Building a great notes product isn't picking the newest model. It's orchestrating three models in the right order and knowing when each wins.
Layer 1 — Transcription
We start with Whisper Large v3 (OpenAI) self-hosted on our own GPUs. Reasons:
- Native multilingual (>90 languages at good quality).
- Noise robustness with no commercial equivalent.
- Predictable cost when we run it.
For long audio (>30 min), we pre-segment with VAD (voice activity detection) so the model doesn't drift. For mixed languages in the same meeting, we detect per chunk and send each to a specific pass.

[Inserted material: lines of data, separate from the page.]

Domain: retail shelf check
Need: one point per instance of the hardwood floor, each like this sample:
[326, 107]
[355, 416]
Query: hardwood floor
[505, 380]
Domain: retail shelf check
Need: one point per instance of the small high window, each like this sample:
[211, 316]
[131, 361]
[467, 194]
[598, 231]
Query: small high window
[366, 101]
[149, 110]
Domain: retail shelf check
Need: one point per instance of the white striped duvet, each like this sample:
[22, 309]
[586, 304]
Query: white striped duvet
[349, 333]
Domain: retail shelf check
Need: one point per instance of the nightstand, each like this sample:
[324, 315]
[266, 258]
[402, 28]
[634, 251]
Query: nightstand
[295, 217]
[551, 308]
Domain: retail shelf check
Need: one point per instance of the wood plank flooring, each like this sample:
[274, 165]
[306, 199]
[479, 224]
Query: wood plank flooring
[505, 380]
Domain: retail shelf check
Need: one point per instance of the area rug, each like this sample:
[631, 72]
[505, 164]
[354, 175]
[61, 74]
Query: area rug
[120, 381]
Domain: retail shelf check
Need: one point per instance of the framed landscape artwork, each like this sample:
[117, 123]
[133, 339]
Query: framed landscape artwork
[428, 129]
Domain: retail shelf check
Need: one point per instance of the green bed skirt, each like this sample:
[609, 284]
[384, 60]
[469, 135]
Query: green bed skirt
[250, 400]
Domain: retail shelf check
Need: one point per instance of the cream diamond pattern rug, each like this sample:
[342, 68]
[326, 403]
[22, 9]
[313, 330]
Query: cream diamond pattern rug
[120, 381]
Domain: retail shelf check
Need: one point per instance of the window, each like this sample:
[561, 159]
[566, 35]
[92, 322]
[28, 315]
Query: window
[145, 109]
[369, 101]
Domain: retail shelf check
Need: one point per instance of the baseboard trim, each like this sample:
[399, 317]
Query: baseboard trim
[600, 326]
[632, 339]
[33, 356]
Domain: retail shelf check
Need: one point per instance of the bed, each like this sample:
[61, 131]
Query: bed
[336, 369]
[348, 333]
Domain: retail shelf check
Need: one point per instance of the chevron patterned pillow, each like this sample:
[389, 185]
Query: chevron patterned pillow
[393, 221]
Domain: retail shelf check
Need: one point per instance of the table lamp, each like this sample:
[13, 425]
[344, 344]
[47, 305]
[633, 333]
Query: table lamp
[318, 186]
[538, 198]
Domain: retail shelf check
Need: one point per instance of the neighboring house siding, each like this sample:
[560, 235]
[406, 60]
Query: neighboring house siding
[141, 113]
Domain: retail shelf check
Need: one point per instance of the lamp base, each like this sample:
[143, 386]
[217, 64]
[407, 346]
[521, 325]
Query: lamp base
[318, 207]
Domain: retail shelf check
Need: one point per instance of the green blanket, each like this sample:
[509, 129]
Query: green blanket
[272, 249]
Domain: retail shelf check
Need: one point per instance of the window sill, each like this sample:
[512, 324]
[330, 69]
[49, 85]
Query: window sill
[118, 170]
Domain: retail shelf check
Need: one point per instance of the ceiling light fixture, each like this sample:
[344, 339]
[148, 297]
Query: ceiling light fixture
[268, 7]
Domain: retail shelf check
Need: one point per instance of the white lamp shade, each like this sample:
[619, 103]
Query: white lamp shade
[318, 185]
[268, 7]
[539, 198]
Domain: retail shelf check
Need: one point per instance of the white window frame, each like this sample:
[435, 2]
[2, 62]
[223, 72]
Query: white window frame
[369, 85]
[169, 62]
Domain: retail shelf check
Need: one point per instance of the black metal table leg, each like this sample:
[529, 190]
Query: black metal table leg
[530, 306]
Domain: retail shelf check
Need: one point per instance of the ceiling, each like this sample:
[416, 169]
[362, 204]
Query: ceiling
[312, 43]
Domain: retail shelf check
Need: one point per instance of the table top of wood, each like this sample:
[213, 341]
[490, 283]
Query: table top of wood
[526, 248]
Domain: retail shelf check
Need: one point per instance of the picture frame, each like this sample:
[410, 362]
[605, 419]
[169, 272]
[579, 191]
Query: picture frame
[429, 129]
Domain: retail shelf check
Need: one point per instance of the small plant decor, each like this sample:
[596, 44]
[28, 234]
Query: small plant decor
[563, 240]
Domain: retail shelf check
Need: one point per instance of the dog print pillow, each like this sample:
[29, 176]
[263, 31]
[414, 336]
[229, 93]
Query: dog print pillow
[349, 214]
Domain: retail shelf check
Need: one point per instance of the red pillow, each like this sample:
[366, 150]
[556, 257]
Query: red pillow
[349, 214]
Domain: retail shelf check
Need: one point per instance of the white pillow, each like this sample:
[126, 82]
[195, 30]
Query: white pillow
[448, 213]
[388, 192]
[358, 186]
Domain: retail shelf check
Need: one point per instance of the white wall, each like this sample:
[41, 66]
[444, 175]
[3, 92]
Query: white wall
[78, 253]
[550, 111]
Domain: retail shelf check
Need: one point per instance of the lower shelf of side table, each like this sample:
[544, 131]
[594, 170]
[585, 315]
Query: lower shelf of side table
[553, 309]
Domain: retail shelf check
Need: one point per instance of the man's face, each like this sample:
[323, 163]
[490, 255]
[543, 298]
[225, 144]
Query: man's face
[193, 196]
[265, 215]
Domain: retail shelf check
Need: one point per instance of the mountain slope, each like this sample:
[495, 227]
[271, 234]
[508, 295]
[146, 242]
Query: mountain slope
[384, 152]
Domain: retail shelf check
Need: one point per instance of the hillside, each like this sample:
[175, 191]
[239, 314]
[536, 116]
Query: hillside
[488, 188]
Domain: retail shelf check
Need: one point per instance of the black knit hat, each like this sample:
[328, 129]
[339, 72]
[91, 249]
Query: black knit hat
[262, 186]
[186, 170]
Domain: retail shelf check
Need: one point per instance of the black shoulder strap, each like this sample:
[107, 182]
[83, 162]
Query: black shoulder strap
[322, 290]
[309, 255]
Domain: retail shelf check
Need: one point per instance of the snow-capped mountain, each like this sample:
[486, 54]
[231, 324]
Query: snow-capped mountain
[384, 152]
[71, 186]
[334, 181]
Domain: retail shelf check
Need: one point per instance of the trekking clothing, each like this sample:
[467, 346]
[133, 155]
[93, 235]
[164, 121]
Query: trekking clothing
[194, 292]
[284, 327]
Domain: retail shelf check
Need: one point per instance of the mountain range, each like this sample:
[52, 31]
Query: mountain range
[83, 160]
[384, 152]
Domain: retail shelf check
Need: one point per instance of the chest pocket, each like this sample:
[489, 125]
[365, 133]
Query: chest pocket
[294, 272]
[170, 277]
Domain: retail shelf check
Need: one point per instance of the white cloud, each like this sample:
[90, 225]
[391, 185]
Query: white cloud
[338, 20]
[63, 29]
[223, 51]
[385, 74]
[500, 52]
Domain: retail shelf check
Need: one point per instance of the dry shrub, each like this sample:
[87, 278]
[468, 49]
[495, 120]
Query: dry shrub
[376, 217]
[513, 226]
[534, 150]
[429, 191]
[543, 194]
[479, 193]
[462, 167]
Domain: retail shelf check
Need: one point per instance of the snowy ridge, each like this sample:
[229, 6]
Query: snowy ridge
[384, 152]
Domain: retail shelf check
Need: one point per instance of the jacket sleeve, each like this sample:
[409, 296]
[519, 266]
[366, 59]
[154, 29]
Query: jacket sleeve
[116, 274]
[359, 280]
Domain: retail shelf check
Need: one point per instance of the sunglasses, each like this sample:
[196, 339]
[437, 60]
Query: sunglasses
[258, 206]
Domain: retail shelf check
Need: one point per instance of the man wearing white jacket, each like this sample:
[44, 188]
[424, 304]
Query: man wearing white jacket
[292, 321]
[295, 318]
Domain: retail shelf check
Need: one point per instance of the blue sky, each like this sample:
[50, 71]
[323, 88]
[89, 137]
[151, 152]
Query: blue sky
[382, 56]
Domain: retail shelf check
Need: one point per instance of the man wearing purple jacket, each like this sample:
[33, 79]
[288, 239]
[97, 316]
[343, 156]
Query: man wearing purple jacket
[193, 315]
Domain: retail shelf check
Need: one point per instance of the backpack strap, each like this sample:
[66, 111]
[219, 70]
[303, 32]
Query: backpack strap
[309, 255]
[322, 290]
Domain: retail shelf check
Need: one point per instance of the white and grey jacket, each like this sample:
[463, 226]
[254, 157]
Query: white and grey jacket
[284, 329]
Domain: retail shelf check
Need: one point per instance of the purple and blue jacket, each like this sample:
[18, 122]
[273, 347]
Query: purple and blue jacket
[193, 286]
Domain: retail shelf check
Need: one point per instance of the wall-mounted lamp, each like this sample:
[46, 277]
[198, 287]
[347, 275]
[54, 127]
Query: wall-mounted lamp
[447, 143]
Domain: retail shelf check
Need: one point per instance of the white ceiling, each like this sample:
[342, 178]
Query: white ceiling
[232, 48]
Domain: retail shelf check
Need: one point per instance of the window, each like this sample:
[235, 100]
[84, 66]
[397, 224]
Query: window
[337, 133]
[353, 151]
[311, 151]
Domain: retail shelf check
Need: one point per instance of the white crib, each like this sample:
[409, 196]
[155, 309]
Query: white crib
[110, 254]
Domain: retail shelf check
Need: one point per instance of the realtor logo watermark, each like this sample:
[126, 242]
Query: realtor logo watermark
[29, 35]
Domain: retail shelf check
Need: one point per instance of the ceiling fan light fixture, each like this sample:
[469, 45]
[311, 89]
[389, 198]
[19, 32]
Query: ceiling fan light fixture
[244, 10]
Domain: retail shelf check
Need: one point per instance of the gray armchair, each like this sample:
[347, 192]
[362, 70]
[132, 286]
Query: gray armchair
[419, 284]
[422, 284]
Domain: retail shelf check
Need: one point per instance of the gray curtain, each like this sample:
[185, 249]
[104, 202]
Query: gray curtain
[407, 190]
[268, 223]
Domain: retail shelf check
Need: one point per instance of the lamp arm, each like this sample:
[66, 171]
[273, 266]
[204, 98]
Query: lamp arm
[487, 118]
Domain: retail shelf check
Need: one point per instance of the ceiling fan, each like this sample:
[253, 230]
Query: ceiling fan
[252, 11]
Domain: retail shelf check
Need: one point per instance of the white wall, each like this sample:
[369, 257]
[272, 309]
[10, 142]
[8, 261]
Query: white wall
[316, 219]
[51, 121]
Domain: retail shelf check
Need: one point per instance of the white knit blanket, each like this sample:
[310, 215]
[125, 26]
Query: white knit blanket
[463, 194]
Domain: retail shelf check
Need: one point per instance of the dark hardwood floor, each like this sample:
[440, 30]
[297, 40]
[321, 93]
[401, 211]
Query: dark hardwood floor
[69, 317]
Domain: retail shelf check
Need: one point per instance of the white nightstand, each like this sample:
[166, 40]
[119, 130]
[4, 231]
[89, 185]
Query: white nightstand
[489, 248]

Layer 2 — Diarization + alignment
As we covered in the dedicated article, this layer is in-house: embeddings + clustering + prosody. The output is Whisper's transcript enriched with speaker labels per turn.
Layer 3 — Synthesis (LLM)
Here we use Gemini 2.5 Pro as the main model for three reasons:
- Long context: 1M tokens. A 90-minute meeting fits without truncation.
- Spanish quality: in our benchmarks, it beats GPT-4 on real Spanish meeting summaries.
- Cost/perf: when push comes to shove, it does what premium models do at lower cost.
For specific tasks (task classification, date extraction) we use smaller, cheaper models — you don't need a cannon for that work.
Layer 4 — Chat over the note
This is the layer we're most fond of. We use embeddings retrieval over the transcript + diarization: when you ask something, we retrieve the exact fragment and feed it to the model. That means answers have verifiable citations (timestamp + literal text).
The principle
Each model sits where it's best, not where it's flashiest. The stack gets updated when a new model wins real evals vs. the current one — not when an announcement drops.